Adam Rapp’s play Essential Self-Defense takes place in a Midwestern anytown where children have been steadily disappearing. In this self-described “grim fairy tale”, there are no clues to indicate the culprit; the townspeople (Klieg the butcher, Chuck the barber, Isaak the Russian custodian, Sorrell the punk librarian) are all eccentric but not particularly sinister. Rapp, to his credit, isn’t interested in whodunits; his focus here is the awkward courtship between the diminutive Sadie (brought to life with charming nuance by Heather Goldenhersh), a needy children’s books editor, and Yul (Paul Sparks), a Caulfieldian loner who works as an attack dummy in Sadie’s self-defense class. When Sadie knocks out Yul’s tooth during class, she leaps on her chance to launch a mack attack.
Sadie and Yul are a matched pair of tortured souls; she’s terrified of a beast with human hands she imagines prowling the woods near her house, while he lives the Unabomber life in a tiny basement apartment near the sewage treatment plant, where he toils away on his secret project and bangs a toy xylophone to keep the rats away. After a first date and sexless night on Yul’s cot, Sadie is smitten. But Yul, who’s prone to hyper-articulate polemics against the “heart-shrinking marketing goblins and corporate warlocks” remains impenetrably isolated. (His take on romance: “Love is an erroneous myth created by the Hallmark Corporation.”)

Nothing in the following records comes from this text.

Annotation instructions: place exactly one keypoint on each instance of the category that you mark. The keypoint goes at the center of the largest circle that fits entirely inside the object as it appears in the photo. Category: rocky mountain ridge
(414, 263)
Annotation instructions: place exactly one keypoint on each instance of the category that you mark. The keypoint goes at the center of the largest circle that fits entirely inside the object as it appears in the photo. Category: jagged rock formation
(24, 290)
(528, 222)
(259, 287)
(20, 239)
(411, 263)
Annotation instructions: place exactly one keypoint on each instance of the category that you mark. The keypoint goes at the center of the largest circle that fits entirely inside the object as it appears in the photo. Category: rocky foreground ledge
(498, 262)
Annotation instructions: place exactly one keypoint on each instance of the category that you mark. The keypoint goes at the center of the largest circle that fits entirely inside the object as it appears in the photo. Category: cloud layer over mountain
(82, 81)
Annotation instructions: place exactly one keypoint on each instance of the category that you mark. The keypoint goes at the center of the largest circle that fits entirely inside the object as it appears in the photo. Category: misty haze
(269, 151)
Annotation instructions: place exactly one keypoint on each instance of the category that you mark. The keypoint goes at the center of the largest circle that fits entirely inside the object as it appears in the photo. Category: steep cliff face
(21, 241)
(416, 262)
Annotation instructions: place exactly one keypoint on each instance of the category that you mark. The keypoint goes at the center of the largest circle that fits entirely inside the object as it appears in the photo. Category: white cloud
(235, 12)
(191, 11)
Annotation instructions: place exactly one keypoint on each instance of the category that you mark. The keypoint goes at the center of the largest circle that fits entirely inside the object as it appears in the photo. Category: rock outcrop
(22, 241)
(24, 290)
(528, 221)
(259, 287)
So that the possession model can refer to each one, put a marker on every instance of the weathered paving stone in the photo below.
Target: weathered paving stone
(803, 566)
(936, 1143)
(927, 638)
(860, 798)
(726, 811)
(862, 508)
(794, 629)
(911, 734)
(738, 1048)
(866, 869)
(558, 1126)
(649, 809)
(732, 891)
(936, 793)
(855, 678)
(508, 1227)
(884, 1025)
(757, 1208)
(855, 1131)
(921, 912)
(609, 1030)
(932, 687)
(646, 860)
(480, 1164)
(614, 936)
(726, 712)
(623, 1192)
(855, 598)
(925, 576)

Catchy rock nuggets are scattered throughout the sumptuously staged Essential Self-Defense; the best scenes occur at a rock n’ roll karaoke night where a ‘ban’ on cover songs prompts revealing tunes sung by each character. The tight onstage band makes for lively interludes, but ultimately it can’t compensate for what proves to be a too-long, meandering and ultimately insubstantial play. Although the narrative is simple, you get the sense that there are enough interesting elements for an engaging one-act, if only the entire thing wasn’t dragged down by Sparks’s Yule, who utters every sentence in a repetitive, robotic monotone. Sparks has done superb work elsewhere (Bug, for starters), but his choice here reduces what could be an intriguing central character to a one-note caricature with whom empathy is impossible. And without a multi-dimensional Yule, Essential Self-Defense is an unaffecting, albeit colorful, bed-time story, not the portentous fairy tale about our Kingdom of Fear that Rapp intends.